Над полями и лесами стлался едкий дым пожарищ.
11
Игнат долго слонялся по комнатам, отягощенный думами, встревоженный встречею с Любавой. Катилась телега его жизни прямиком сбочь широкого шляхта. Иной раз выходила на укатанный шлях, легко, вольготно мчался Назарьев по нему бок о бок с хуторянами. А теперь вот потерялся шлях. Постоял Игнат в недолгом раздумье и поковылял по тряскому бездорожью. И куда теперь вывезет кочковатая бездорожица, куда вывезет жизнь? Мутно все, ничего не понятно. Племянница Маша писала Пелагее: «Тетушка, мы все равно победим». Соплячка… Что понимает в жизни. Хуторяне ходят угрюмые, говорят вполголоса, как на похоронах. Ребятишки про всякие игры забыли, в сараях да на чердаках прячутся, пугливо выглядывают из слуховых окон и дверей. Собаки и те бегают с поджатыми хвостами. Так глухо и безлюдно не было в дни разрухи и в голодные годы.

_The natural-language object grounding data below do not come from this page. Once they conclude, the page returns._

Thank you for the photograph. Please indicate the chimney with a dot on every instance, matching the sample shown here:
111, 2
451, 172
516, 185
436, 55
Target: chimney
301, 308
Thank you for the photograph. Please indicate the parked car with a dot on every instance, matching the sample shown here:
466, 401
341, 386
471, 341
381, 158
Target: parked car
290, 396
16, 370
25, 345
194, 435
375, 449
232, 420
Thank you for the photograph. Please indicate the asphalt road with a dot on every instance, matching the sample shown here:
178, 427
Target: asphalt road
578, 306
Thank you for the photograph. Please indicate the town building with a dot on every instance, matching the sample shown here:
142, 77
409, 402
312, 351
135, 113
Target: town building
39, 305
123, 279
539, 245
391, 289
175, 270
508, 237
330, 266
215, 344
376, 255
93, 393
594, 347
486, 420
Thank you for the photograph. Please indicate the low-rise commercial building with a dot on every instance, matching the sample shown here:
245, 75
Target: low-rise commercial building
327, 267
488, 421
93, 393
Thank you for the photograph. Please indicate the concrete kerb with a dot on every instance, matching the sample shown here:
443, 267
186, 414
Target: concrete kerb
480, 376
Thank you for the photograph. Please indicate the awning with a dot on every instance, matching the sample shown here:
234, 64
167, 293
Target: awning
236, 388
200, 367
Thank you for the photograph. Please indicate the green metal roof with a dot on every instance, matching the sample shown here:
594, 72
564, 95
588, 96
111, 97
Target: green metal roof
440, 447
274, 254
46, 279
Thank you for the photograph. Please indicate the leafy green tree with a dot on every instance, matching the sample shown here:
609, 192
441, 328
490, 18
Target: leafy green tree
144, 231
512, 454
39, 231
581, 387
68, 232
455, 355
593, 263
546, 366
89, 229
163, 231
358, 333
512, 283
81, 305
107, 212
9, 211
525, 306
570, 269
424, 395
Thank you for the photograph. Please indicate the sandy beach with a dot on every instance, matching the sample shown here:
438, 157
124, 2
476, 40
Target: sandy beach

Из-за плетня глядел Назарьев на чужеземных хозяев с любопытством и страхом. Понять хотелось — что за люди припожаловали из далекой страны, чем сильны они, что прут с неимоверной силой по донским степям, рыщут день и ночь в небе?
Бывало, в первые годы Советской власти заскакивали в хутор банды, но они всегда боялись выстрела из-за угла, погони, преследования. Эти же ходят вольготно по дворам в трусах и сапогах. С кошелками собранных в курятниках яиц, не торопясь, вышагивают к берегу Ольховой, к мосту, безбоязненно разгуливают в колхозных садах. Берут у хуторян все, что приглянется, что можно унести, — от красивой брошки, колечка до тяжелых корзин с хлебом, с яйцами. Берут нахально, с издевкою. Силу за собой чуют на земле и в небе. Чем отличаются они от лазаревской и кулагинской банды?